Parque Nacional Natural Tayrona, with its beautiful white sanded beaches and lush green jungle, is definitely a mustsee. But it’s also VERY touristy. When you go there don’t miss the hike to Pueblito, a little Ciudad Perdida in Tayrona park. An exciting, adventurous hike through the tropical forest brings you to this little hidden city. I found the walk a bit challenging, because you need to climb over slippery boulders. But the trail is definitely stunning. There is not much left of Pueblito, just some foundations and stone paths. But this site is still interesting to visit. Other recommendations: the beautiful and quiet beaches Playa del puerto and Playa Caiman.
It’s a Disneyland, but still Cartagena’s old town is worth visiting for a day or two. The coloured colonial houses, churches and squares are pretty as a picture and appear like time stood still 400 years ago. Take a street art tour and admire also some modern, urban art.

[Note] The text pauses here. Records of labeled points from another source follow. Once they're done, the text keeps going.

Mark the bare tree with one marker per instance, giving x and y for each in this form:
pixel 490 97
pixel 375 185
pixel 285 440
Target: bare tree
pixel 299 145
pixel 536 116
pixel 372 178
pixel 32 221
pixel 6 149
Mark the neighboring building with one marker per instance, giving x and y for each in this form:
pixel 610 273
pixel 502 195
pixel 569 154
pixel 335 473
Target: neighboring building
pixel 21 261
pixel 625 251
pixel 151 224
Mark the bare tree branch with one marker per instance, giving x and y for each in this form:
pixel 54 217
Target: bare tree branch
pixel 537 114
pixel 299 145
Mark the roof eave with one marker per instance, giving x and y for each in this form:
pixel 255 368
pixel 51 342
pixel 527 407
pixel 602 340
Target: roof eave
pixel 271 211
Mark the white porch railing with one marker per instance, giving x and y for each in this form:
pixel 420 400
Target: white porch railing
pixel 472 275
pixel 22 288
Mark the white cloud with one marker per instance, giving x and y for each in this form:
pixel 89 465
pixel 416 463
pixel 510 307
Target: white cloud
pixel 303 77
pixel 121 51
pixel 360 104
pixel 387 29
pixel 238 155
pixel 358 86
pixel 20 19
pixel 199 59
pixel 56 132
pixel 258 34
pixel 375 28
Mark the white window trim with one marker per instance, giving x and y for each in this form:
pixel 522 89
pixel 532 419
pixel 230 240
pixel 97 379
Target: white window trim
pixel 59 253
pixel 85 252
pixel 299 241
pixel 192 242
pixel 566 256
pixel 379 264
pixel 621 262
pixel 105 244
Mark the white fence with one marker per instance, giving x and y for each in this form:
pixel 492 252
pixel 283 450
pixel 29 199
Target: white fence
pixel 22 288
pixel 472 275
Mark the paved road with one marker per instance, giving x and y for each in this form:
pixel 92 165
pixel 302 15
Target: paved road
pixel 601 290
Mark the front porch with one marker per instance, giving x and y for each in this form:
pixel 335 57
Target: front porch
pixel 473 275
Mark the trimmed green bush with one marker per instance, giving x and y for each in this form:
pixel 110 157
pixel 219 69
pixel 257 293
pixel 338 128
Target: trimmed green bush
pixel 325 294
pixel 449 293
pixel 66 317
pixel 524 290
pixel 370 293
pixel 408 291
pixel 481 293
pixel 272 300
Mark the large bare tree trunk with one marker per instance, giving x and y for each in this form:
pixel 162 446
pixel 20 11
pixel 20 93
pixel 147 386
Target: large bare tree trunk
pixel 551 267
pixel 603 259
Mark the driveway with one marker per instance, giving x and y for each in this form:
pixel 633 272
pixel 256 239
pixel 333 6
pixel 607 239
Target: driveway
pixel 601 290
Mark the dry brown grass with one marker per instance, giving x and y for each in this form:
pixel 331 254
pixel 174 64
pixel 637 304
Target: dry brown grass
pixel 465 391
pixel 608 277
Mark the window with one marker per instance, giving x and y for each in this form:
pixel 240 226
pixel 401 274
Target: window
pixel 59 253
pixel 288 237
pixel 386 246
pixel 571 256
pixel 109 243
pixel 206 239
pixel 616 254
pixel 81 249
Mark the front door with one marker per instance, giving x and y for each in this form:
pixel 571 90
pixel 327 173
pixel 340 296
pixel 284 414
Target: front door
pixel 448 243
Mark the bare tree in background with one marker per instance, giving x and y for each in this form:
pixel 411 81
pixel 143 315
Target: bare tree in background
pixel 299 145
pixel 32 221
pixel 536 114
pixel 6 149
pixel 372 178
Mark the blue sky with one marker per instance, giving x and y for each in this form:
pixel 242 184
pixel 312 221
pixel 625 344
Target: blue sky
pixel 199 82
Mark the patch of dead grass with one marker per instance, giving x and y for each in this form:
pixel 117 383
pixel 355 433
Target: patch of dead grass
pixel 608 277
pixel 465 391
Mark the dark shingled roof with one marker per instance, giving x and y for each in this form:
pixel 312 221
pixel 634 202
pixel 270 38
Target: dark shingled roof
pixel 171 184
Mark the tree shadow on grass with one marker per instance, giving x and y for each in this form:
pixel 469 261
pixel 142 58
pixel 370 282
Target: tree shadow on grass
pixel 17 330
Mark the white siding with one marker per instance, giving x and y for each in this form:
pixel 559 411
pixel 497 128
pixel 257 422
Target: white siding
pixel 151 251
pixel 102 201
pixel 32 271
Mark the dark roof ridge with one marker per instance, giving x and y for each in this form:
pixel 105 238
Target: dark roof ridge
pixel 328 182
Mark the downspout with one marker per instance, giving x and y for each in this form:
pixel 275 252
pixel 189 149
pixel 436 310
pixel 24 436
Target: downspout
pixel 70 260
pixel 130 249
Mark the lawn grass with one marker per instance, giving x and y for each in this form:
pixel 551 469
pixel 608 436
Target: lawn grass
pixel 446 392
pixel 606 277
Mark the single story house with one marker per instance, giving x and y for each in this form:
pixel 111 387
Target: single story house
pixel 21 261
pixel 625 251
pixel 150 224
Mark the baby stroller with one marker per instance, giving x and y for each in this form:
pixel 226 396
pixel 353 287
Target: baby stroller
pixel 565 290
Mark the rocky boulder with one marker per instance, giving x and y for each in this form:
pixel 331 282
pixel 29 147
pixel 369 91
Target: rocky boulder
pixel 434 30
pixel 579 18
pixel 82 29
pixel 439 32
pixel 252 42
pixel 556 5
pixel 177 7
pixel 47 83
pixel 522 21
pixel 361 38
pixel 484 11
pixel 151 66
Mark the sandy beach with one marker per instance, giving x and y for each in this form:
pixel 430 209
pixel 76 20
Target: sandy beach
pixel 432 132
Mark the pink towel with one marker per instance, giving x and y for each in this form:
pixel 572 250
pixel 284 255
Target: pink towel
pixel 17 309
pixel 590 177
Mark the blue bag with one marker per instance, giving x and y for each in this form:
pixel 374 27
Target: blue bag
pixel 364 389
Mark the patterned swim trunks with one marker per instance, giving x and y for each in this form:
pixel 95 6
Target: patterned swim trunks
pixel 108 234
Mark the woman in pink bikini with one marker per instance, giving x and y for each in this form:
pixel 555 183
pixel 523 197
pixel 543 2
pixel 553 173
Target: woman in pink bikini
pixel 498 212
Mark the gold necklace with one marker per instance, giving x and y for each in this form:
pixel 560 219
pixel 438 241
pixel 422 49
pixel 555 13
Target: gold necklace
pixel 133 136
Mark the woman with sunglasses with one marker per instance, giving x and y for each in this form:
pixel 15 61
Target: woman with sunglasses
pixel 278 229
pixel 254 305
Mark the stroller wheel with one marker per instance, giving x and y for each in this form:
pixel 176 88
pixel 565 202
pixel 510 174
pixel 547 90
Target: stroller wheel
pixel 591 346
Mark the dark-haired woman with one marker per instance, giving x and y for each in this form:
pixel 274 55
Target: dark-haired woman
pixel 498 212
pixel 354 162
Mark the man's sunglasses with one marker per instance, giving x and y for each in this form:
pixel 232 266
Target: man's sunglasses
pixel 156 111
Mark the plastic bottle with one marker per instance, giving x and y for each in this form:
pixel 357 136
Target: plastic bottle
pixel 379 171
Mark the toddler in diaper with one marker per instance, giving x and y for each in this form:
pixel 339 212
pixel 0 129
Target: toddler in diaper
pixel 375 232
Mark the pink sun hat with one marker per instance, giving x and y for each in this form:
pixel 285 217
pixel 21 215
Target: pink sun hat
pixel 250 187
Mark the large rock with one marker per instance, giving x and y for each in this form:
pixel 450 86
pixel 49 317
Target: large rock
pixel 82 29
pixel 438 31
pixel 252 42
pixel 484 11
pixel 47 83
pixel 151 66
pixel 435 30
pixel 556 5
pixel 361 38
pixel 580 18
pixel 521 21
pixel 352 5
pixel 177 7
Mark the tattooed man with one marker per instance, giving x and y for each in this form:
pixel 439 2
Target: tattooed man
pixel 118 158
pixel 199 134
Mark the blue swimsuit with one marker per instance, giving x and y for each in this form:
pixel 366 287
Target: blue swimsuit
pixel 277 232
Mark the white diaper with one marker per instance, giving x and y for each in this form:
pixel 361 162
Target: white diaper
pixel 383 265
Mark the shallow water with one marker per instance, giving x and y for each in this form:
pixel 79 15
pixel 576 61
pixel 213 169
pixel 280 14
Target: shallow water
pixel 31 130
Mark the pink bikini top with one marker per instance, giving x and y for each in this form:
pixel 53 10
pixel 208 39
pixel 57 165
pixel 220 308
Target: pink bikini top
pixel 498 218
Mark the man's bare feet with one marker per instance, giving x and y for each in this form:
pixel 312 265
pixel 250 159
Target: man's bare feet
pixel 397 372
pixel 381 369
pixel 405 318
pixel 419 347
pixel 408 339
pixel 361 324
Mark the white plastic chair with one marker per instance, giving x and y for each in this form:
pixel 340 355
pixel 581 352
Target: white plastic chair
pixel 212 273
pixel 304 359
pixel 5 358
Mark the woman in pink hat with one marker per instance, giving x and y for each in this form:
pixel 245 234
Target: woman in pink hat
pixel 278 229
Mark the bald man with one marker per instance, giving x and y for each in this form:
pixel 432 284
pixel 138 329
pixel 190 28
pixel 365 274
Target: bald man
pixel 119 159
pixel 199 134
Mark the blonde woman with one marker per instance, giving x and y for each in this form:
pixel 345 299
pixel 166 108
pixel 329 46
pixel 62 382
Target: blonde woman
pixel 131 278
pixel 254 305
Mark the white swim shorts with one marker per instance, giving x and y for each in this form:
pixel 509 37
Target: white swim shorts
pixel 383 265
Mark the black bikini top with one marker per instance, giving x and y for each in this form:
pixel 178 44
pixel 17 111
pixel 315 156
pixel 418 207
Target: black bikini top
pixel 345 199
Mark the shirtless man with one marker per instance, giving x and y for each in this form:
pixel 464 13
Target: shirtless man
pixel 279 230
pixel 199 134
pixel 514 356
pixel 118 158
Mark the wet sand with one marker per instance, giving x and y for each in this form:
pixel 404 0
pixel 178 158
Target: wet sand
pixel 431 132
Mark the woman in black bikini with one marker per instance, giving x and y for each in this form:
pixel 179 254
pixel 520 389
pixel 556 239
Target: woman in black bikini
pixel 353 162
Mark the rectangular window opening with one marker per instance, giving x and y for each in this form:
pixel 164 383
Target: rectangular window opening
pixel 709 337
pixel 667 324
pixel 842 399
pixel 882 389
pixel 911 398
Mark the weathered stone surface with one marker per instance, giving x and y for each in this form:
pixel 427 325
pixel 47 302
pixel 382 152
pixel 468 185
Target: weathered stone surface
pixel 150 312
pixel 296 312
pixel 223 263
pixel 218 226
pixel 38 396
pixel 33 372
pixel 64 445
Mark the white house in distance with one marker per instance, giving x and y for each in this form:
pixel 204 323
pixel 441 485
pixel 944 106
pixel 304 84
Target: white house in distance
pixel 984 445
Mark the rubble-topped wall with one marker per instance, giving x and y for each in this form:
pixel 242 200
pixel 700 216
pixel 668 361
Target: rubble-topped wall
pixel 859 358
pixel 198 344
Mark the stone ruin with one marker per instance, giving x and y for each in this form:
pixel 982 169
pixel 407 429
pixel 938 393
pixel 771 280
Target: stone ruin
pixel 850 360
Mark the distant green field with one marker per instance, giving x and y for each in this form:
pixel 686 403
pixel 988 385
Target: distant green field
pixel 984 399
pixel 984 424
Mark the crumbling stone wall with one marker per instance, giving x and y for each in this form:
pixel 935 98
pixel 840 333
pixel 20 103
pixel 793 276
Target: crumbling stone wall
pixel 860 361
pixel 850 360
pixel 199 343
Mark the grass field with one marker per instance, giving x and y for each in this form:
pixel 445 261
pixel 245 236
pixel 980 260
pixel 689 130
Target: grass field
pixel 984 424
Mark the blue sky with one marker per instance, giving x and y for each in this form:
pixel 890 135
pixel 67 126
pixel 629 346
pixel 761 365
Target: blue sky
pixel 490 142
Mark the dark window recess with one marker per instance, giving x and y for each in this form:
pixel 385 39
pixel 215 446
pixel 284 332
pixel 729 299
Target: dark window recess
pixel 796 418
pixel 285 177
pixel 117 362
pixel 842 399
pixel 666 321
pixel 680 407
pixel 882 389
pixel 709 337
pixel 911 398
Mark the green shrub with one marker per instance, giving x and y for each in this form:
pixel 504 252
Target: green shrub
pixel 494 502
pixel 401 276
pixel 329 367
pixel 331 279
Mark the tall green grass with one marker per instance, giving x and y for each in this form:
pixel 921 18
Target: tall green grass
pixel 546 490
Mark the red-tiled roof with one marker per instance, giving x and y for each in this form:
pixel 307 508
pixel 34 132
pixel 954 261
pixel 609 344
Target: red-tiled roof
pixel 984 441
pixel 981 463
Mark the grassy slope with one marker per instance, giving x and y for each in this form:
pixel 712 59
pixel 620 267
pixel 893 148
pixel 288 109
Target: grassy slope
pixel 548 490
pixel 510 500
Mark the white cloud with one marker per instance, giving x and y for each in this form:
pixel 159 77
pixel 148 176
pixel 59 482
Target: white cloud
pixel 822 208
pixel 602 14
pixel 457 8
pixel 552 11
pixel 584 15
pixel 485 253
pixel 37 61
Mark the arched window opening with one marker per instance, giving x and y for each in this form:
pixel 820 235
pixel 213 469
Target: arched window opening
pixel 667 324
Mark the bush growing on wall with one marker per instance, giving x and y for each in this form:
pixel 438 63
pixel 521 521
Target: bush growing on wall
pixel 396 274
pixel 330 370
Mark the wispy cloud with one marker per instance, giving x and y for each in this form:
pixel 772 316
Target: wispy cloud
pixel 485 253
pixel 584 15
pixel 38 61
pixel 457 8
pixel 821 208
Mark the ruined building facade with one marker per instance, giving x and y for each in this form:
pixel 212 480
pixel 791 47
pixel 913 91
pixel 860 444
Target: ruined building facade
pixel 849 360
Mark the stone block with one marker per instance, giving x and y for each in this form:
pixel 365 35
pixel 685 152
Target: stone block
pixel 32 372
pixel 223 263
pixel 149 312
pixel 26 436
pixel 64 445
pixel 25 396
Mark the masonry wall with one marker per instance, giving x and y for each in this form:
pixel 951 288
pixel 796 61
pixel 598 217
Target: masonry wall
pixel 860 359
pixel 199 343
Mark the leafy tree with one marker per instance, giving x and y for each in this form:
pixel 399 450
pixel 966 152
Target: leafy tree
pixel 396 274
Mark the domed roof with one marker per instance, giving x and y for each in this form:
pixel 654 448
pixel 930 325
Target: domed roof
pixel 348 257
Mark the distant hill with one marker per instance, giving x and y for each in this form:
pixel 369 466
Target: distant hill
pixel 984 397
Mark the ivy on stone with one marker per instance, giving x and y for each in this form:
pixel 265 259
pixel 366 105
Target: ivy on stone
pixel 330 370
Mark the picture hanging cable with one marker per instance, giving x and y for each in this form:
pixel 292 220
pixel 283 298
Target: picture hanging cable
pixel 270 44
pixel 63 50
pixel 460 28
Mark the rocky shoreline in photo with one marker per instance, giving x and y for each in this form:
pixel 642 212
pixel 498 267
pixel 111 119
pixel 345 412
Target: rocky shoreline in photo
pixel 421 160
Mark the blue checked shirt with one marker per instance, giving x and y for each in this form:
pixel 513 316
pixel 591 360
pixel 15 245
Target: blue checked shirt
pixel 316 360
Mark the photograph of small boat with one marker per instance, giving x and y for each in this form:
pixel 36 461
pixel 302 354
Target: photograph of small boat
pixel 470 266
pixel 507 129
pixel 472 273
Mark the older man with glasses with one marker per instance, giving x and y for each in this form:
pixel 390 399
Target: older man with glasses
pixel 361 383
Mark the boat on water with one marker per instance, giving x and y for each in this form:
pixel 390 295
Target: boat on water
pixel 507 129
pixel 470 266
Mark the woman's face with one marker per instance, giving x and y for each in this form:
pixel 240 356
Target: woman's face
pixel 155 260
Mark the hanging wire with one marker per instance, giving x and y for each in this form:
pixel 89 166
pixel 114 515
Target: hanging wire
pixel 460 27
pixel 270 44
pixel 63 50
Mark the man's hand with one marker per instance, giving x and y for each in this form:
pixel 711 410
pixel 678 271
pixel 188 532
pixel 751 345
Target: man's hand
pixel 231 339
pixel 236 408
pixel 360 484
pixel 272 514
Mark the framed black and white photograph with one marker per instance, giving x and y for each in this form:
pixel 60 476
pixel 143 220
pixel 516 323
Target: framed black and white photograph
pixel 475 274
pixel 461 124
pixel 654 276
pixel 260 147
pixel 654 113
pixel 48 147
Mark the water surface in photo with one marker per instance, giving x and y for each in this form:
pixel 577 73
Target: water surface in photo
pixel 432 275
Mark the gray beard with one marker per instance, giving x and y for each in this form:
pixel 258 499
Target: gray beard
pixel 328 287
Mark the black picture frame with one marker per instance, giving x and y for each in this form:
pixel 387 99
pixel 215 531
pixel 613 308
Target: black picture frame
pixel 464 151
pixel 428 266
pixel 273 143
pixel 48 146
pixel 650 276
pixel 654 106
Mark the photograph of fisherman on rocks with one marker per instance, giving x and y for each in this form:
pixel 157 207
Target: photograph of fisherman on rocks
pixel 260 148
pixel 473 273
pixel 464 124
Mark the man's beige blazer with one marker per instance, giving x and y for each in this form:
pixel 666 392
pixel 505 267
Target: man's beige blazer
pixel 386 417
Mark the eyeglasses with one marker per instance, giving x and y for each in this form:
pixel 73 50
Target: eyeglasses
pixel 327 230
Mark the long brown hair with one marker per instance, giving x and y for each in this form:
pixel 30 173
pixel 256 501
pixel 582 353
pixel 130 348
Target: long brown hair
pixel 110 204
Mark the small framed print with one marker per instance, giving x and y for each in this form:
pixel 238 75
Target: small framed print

- Sleeping: Balcones de Venecia. Cute hotel with a romantic atmosphere. The rooms are small but pleasant, with beautiful balconies from where you can observe the bustling caribbean street life.
- Eating: La Cevicheria. Pittoresk, small restaurant that serves amazing ceviches. Reserve ahead because this place is always fully booked.
- Drinking: Cafe Havana: great bar with an authentic feel and live salsa. Cafe del Mar: this fancy outdoor lounge bar near the seaside with live-dj’s, has great views and cocktails.
On my wishlist for next time, but already recommended:
- Punta Gallinas
Go to the edge of the world in Punta Gallinas: South America’s most northern point. There is absolutely nothing. Just dune desert scapes. Existential shit! Especially recommended for philosophic minded people.
Wild, gray-sand beaches, tropical jungle, thermal pools and indigenous villages.
Caribbean Island surrounded by azur-blue sea. Diving and rasta culture.
- Thrilling jungle hike to the archaeological site Ciudad Perdida, built between the 11th and 14th century.
Although Colombia is in general safe and peaceful, you have to be aware of danger. Some parts of Bogota can be dodgy. Even some parts of the touristy Candelaria. Don’t go out there late at night. But Chapinero is very safe and full of activity.
Wherever you are in the world it’s of course important to watch your belonging. Also in Colombia. But I often forgot my bag, wallet or phone and everytime a friendly Colombian returned them to me.
Although the rebel groups keep more quiet nowadays, there are still sometimes reports of kidnapping, especially in the deep jungles, high mountains. So don’t go alone to remote areas.